J.-P. Elkabbach Vous devez ouvrir avec les sept fédérations de la Fonction publique des négociations promises sur les salaires.
- "Ce ne sont pas des négociations promises mais nécessaires. Un dossier salarial dans une entreprise, comme dans la Fonction publique et dans une entreprise de plus de deux millions de personnes - l'Etat - est un dossier central dans le dialogue et dans la discussion entre l'Etat, en l'occurrence patron, et les syndicats. Mais il n'y a pas de date d'ouverture un matin et de fermeture le soir. Des négociations comme celles-ci, un dossier comme celui-ci sont délicats et demandent beaucoup de préparation, y compris de la préparation avec les syndicats. On a déjà commencé à discuter de ces questions-là : de la question salariale mais aussi d'autres questions. On travaille déjà y compris avec les syndicats sur ce sujet."

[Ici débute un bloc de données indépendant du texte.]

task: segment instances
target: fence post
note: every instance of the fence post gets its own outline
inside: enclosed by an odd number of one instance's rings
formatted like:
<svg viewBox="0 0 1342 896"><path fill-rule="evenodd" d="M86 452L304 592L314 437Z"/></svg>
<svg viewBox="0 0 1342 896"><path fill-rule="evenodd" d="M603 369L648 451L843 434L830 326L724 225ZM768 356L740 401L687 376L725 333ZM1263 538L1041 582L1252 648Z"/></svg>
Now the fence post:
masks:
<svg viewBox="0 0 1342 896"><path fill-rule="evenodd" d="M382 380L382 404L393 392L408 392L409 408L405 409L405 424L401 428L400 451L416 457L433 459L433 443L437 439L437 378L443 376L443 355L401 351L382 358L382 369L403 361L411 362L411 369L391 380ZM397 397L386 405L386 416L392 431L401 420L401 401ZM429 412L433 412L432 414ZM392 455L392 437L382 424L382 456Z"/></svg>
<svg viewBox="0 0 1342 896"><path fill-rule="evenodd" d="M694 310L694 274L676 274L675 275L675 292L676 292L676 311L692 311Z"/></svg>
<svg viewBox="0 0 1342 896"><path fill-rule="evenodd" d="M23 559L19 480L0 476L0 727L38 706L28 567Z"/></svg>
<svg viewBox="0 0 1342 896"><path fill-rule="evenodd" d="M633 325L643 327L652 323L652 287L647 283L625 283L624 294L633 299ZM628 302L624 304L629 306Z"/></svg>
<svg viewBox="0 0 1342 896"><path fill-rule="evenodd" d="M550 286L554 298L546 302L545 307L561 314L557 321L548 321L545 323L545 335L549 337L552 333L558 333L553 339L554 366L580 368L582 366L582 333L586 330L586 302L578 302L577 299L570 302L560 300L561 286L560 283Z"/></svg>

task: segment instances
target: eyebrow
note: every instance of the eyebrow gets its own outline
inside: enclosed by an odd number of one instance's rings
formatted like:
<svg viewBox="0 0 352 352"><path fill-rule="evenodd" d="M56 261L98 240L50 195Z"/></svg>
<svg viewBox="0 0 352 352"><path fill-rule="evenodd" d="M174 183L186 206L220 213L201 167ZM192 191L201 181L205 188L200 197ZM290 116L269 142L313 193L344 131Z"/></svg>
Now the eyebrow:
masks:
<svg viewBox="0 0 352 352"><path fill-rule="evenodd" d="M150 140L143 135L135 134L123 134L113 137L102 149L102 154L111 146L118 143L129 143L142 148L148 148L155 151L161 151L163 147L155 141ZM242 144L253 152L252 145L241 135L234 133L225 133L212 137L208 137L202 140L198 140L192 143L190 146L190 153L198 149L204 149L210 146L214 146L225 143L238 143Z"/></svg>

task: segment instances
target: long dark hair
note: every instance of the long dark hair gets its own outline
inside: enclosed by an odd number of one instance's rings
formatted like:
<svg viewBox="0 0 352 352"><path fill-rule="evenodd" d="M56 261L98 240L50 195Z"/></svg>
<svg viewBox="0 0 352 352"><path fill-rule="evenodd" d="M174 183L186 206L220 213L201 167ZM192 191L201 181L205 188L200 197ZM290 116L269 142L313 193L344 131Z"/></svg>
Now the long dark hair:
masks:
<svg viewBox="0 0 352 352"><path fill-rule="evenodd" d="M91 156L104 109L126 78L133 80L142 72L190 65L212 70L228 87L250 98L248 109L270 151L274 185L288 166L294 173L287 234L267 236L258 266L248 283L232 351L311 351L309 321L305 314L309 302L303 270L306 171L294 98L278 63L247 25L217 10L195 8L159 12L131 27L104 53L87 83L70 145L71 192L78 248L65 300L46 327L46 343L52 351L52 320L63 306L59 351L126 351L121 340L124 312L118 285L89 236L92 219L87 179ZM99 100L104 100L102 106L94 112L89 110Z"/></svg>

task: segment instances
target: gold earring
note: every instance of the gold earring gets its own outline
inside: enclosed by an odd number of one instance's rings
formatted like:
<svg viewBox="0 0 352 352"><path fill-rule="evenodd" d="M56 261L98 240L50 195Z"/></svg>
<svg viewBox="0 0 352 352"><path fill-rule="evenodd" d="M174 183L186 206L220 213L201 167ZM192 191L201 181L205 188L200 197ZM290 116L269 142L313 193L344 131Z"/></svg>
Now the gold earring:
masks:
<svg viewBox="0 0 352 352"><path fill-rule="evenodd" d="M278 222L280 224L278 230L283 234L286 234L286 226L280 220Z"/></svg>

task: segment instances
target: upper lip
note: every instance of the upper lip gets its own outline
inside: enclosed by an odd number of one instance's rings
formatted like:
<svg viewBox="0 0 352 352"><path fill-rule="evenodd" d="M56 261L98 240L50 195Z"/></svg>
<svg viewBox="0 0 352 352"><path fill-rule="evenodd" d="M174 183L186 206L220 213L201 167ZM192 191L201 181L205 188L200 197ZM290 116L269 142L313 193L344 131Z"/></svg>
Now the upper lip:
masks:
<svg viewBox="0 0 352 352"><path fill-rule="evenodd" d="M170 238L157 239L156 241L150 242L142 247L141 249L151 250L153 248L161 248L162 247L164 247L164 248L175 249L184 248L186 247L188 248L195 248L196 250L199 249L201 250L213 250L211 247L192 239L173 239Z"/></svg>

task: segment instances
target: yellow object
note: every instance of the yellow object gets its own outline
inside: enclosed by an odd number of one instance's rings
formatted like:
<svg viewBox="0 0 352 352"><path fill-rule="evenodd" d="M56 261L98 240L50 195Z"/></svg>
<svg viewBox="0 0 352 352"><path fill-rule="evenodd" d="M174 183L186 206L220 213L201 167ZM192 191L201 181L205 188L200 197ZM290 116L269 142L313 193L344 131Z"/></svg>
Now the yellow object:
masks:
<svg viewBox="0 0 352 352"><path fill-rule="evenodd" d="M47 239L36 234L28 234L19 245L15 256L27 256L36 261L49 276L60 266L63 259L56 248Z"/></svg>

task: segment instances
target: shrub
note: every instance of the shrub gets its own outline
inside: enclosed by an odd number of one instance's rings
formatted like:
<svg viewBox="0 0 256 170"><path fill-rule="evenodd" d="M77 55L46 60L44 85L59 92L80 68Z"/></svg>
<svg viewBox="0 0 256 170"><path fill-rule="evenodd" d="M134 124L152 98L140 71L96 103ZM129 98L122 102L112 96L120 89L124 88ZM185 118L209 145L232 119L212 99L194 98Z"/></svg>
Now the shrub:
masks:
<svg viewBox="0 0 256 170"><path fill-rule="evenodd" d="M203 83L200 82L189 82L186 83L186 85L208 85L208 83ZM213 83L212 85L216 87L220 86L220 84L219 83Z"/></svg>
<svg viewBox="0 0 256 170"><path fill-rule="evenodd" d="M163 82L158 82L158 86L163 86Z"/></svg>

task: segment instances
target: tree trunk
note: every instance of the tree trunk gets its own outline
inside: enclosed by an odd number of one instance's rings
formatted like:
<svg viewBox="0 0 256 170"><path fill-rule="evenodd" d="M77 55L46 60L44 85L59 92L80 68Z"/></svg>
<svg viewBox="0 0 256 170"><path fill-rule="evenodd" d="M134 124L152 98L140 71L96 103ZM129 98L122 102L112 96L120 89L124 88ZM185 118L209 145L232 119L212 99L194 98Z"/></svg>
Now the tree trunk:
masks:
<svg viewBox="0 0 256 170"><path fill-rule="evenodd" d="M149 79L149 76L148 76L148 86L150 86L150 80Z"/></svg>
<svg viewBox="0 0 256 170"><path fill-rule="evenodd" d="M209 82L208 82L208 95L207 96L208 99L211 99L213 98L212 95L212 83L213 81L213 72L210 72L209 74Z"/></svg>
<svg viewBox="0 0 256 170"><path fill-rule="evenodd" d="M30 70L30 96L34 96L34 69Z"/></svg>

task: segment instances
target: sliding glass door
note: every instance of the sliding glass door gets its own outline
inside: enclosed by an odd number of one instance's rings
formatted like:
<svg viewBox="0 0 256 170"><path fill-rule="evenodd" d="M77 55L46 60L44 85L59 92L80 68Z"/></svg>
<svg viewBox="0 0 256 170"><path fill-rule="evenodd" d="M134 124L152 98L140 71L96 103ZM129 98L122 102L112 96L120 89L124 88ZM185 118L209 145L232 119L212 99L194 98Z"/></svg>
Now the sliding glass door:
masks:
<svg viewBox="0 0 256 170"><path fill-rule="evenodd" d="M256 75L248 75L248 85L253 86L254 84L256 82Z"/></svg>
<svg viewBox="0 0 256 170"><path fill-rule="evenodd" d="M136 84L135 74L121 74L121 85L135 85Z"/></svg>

Le calendrier prévoit 2001, 2002 et dès cette année. Or vous disiez récemment que 2000 ne serait pas une "année blanche."
- "Ce sont des termes un peu abscons..."
Comme cela veut dire que ce ne sera pas une année noire, alors ...
- "Une année blanche ce serait une année comme celle que l'on a connue en 1996, lorsque le Gouvernement de l'époque avait dit qu'il n'y aurait ni discussion, ni augmentation de salaires, ce qui signifiait pour certains fonctionnaires une baisse du pouvoir d'achat. Je l'ai déjà dit et je le confirme que pour l'année 2000 qui jusqu'à présent n'a pas fait l'objet d'augmentation de salaire, il y aura une augmentation discutée, négociée avec l'ensemble des organisations syndicales."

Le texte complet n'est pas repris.